The remaining exception under Rule 12(h)(3) permits the Court to dismiss a claim for lack of subject matter jurisdiction. Fed. R. Civ. P. 12(h)(3). The Court’s subject matter jurisdiction is not in question in this case. The Court concludes that the available exceptions are not applicable in this
case. That OpenTV subsequently filed an Amended Complaint also does not open the door for Pinterest to revisit arguments that it neglected to advance earlier. See Sunoco Partners Mktg & Terminals L.P. v. Powder Springs Logistics, LLC, 2019
WL 8641303, at *3–4 (D. Del. Aug. 7, 2019). Because Pinterest’s Second Motion to Dismiss does not cite any new allegations from the Amended Complaint, Pinterest was in a position to challenge patent eligibility when it filed the First Motion to Dismiss and failed to do so.
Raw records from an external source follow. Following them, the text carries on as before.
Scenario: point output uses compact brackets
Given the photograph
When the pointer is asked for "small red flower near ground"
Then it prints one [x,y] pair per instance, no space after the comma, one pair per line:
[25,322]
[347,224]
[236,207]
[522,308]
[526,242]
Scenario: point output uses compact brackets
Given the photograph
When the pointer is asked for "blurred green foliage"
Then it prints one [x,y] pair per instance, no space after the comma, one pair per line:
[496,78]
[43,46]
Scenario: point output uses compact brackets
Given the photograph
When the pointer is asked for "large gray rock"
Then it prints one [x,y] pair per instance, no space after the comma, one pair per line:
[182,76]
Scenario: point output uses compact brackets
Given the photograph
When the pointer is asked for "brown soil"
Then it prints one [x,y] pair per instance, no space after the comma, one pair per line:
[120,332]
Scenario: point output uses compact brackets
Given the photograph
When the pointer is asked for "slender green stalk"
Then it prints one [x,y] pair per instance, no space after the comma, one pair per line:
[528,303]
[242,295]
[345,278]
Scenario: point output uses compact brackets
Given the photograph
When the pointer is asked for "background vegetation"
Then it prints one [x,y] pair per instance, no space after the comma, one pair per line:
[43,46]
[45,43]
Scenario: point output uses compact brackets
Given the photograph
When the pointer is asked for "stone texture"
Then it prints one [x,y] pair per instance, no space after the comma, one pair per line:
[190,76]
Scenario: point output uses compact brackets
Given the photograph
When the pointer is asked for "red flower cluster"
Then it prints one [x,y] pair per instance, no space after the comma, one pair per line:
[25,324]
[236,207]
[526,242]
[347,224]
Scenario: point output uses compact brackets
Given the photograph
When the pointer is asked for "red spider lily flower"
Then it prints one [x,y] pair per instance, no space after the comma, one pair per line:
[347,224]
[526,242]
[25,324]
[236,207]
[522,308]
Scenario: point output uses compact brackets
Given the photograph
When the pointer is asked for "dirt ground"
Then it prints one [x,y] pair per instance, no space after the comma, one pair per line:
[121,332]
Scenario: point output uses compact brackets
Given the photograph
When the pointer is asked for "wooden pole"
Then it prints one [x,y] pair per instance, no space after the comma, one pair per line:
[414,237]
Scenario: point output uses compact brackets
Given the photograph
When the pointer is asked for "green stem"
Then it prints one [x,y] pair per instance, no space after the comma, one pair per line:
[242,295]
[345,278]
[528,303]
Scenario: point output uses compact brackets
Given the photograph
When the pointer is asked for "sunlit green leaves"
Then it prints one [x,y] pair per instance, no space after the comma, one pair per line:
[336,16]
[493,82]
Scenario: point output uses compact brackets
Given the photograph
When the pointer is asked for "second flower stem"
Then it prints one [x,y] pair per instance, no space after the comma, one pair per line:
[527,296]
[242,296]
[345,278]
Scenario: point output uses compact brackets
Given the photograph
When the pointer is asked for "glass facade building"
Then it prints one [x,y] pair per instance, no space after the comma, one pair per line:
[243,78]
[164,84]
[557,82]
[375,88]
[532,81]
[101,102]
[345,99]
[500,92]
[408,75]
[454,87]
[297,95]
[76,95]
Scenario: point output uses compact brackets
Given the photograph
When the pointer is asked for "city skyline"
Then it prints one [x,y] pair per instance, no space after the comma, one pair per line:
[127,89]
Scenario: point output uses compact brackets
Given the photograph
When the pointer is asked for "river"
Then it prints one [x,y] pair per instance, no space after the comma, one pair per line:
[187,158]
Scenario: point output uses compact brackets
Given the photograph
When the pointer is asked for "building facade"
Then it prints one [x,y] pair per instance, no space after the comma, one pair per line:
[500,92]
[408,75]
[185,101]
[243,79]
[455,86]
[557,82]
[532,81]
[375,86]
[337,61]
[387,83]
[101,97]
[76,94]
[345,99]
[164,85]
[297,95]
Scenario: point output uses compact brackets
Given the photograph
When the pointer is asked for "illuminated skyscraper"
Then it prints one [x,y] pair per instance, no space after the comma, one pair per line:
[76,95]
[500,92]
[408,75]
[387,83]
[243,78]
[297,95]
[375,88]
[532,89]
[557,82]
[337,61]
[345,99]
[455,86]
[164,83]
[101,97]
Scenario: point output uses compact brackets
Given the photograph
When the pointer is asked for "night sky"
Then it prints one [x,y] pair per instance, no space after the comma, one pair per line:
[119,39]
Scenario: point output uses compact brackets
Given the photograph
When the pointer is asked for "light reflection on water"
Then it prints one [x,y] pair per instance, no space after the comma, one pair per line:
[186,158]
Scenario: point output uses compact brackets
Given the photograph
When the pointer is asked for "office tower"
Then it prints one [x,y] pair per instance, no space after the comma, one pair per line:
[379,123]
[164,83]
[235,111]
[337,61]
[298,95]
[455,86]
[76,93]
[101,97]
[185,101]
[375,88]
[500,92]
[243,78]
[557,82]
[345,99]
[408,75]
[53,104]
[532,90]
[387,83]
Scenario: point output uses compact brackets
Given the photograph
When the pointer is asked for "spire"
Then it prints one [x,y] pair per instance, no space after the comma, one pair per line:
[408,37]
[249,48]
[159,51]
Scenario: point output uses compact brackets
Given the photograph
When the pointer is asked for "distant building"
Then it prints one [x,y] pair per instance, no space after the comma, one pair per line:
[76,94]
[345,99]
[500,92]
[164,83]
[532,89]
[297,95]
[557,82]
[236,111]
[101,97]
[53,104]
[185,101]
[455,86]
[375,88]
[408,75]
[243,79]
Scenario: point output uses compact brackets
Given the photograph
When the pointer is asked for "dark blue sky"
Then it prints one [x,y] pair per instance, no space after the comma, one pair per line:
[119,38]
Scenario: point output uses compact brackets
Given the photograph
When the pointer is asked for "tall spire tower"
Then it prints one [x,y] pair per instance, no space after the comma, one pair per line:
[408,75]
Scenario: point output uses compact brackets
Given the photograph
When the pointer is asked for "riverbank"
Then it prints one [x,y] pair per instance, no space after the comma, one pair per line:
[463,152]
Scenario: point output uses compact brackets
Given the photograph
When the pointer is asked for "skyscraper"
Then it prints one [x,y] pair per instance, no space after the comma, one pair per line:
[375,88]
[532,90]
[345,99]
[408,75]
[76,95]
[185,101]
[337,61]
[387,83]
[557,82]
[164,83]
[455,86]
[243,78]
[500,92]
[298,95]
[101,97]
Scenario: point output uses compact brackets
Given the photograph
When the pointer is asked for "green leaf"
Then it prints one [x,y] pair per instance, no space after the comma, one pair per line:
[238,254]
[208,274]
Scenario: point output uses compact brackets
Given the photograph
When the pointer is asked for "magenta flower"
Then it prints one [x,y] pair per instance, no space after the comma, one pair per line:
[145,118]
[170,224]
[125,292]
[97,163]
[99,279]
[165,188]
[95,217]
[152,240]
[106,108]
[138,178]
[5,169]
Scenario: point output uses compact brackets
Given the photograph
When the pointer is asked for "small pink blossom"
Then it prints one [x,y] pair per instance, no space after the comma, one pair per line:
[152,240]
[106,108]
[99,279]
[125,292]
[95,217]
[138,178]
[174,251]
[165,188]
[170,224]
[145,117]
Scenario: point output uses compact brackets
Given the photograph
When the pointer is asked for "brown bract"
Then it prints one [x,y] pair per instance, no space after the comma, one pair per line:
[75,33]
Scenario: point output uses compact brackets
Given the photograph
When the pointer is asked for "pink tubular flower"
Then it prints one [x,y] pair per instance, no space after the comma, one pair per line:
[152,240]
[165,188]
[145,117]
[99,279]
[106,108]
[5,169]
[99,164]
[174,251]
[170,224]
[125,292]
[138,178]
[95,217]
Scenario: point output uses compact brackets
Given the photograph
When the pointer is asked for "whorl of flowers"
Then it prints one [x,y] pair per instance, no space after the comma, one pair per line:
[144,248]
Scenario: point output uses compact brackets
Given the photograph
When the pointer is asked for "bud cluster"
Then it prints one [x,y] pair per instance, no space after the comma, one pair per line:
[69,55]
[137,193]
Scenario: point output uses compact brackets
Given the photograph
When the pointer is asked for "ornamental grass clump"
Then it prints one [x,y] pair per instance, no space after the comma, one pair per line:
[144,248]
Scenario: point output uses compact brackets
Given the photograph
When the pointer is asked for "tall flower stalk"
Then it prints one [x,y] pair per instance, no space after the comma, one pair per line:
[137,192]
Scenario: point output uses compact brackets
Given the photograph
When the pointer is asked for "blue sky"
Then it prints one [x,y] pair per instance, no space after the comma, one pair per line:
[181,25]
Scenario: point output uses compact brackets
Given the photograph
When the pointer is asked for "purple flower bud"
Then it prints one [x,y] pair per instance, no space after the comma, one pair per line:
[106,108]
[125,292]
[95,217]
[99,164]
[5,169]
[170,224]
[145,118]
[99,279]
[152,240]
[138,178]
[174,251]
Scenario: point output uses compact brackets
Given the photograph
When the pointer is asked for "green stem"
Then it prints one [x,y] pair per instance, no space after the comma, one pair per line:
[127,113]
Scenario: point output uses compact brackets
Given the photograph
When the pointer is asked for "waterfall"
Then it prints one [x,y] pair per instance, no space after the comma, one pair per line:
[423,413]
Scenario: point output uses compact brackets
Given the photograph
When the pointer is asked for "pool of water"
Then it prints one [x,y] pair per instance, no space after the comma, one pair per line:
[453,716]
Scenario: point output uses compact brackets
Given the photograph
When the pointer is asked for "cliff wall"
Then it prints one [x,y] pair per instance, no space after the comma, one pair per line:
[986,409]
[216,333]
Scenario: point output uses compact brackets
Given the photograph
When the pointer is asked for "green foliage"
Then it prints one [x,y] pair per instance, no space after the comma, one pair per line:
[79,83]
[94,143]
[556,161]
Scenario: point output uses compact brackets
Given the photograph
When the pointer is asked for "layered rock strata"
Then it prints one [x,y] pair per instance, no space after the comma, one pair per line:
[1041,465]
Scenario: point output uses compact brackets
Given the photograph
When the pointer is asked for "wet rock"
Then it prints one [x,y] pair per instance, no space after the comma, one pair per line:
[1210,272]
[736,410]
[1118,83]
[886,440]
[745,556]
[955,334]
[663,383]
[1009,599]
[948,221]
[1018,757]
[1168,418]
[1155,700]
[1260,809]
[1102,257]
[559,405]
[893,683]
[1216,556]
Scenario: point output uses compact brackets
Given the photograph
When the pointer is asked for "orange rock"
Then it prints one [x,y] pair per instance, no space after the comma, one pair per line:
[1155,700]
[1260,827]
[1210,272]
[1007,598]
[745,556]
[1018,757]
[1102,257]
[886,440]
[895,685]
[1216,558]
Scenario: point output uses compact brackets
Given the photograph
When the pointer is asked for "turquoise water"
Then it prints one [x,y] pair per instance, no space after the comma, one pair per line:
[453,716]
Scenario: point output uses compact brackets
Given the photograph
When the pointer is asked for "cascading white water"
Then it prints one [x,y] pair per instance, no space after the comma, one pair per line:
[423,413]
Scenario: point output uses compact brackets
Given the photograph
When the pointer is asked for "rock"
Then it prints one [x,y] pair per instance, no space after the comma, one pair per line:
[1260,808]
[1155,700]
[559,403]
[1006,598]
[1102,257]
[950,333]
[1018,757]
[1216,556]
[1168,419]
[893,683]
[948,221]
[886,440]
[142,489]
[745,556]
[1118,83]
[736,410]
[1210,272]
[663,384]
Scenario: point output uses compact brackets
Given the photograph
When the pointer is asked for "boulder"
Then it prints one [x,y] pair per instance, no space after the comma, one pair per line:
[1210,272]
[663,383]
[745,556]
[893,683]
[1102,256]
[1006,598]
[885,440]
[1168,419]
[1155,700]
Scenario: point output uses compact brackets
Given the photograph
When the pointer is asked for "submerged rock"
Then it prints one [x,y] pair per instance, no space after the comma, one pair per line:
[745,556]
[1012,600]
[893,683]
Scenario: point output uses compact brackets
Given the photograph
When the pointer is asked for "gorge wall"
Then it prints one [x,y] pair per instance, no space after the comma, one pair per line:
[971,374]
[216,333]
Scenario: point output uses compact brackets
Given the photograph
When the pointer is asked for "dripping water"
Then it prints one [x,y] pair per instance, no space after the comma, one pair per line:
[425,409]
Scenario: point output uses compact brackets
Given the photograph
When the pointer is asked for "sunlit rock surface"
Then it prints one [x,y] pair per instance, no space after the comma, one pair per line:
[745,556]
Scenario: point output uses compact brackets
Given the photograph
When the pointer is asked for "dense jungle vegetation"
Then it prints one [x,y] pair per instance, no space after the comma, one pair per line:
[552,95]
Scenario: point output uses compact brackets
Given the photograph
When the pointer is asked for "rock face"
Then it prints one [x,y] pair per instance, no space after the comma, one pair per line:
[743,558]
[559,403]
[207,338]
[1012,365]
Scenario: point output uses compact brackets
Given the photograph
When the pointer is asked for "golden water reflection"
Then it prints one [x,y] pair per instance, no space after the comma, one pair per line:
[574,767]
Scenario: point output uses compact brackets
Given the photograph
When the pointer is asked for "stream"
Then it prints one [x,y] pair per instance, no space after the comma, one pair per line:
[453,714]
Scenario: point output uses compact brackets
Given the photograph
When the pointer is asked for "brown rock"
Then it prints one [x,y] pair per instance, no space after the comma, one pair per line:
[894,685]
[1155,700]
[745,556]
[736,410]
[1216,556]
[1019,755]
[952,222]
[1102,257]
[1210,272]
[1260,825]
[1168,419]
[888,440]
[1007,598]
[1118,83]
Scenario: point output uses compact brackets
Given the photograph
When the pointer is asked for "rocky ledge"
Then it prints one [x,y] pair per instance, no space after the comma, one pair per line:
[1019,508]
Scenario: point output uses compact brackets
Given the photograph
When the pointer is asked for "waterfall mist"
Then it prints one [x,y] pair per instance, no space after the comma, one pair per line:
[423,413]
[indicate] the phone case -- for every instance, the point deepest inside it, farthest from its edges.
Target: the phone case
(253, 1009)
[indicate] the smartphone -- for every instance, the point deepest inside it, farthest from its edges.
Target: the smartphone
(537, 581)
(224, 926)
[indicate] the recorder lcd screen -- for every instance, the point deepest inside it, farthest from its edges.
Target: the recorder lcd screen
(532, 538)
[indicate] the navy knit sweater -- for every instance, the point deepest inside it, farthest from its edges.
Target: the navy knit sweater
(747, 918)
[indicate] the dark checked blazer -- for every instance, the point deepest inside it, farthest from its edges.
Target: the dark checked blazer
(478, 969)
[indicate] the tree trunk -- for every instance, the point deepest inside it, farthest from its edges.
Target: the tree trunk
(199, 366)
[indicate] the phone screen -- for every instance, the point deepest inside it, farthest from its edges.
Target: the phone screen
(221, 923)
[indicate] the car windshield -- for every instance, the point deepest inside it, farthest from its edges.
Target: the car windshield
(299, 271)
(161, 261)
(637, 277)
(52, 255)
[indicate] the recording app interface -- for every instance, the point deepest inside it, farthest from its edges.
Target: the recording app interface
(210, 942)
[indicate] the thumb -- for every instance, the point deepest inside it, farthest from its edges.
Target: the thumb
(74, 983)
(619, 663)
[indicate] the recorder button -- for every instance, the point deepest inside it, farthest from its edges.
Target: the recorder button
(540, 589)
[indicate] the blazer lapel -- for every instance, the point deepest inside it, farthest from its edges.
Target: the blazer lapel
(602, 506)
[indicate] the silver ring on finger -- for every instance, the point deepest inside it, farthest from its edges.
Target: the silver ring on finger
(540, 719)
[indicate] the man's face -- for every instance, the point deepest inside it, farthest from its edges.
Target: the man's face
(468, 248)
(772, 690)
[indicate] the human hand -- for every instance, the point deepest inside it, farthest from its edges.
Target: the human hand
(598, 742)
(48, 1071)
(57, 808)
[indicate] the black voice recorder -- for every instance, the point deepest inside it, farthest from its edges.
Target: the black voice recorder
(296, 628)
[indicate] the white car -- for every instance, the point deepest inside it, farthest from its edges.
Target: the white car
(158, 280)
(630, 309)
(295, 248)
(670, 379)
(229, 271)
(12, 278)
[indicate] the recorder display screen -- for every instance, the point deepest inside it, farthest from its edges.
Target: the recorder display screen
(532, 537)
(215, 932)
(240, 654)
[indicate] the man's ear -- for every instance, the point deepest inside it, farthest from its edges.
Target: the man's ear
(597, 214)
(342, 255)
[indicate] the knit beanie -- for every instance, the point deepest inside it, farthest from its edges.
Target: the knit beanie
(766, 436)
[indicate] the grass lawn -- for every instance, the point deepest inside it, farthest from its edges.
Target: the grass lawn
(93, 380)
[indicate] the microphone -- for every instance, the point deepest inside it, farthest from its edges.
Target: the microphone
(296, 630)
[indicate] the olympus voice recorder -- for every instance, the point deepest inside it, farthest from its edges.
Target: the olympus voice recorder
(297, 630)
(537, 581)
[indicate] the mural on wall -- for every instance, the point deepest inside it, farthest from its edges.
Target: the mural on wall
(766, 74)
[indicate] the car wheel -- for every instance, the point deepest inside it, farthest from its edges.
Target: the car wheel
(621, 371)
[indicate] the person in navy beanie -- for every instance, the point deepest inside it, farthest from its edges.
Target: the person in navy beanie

Pinterest argues that denying the Second Motion to Dismiss would be impractical and inefficient because the First Motion to Dismiss was withdrawn before it was fully briefed, and Pinterest would be able to refile its motion as a motion for judgment on the pleadings. Def.’s Reply at 1–2. Pinterest cites the U.S. Court of Appeals for the Third Circuit’s (“Third Circuit Court of Appeals”) opinion in Leyse v. Bank of Am. Nat’l Ass’n, 804 F.3d 316 (3d Cir. 2015) in support of this
argument. Id. In Leyse, the Third Circuit Court of Appeals held that the district court committed error in permitting a successive motion to dismiss, but declined to vacate the lower court’s ruling because allowing the successive filing did not
substantially affect the parties’ rights when the motion would likely be refiled as a motion for judgment on the pleadings on remand, resulting in additional litigation or appeals. Leyse, 804 F.3d at 321–22. The Court notes that the Leyse court’s decision not to vacate was made in the context of an appeal and that in reaching its decision,
the Leyse court stated: We emphasize that district courts should enforce Rule 12(g)(2) even if their failure to do so is not a ground for reversal. Although some courts and commentators believe that allowing successive pre-answer motions to dismiss avoids delay, this seems to us like short-term thinking. In any given case, requiring a defendant to file an answer and then a Rule 12(c) motion will take more time than allowing it to file a successive pre-answer Rule 12(b)(6) motion. But over the long term, stringent application of Rule 12(g)(2) may motivate defendants to consolidate their arguments in a single pre-answer motion, especially if they know that the district court will not stay discovery while a post-answer Rule 12(c) motion is pending. Granted, the logic of deterrence could also support enforcing Rule 12(g)(2) on appeal. The length of the appellate process, however, increases the costs of enforcement and suggests that the balance should be struck differently. Id. at 322 n.5. (emphasis added). The Third Circuit Court of Appeals is clear that trial courts should favor application of Rule 12(g)(2), even when the interest of judicial efficiency might hint at the opposite approach. Considering the guidance of the Third Circuit Court of Appeals and the plain language of Rule 12(g)(2), the
Court is not inclined to permit successive motions to dismiss. Pursuant to Rule 12(g)(2), the Court concludes that Pinterest waived its patent eligibility arguments. Pinterest’s Second Motion to Dismiss is denied
without prejudice and Pinterest may refile its patent eligibility arguments in a different pleading allowed by Rule 12(h)(2). CONCLUSION ACCORDINGLY, IT IS HEREBY
ORDERED that Defendant’s Partial Motion to Dismiss (D.I. 19) is denied without prejudice; and it is further ORDERED that Defendant shall file an answer or a procedurally proper
motion in response to Plaintiff’s First Amended Complaint (D.I. 16) on or before August 6, 2025; and it is further ORDERED that Plaintiff shall file a brief in response on or before August 20, 2025; and it is further
ORDERED that Defendant shall file a brief in reply on or before August 27, 2025. IT IS SO ORDERED this 16th day of July, 2025.
/s/ Jennifer Choe-Groves Jennifer Choe-Groves U.S. District Court Judge*
*Judge Jennifer Choe-Groves, of the United States Court of International Trade, sitting by designation.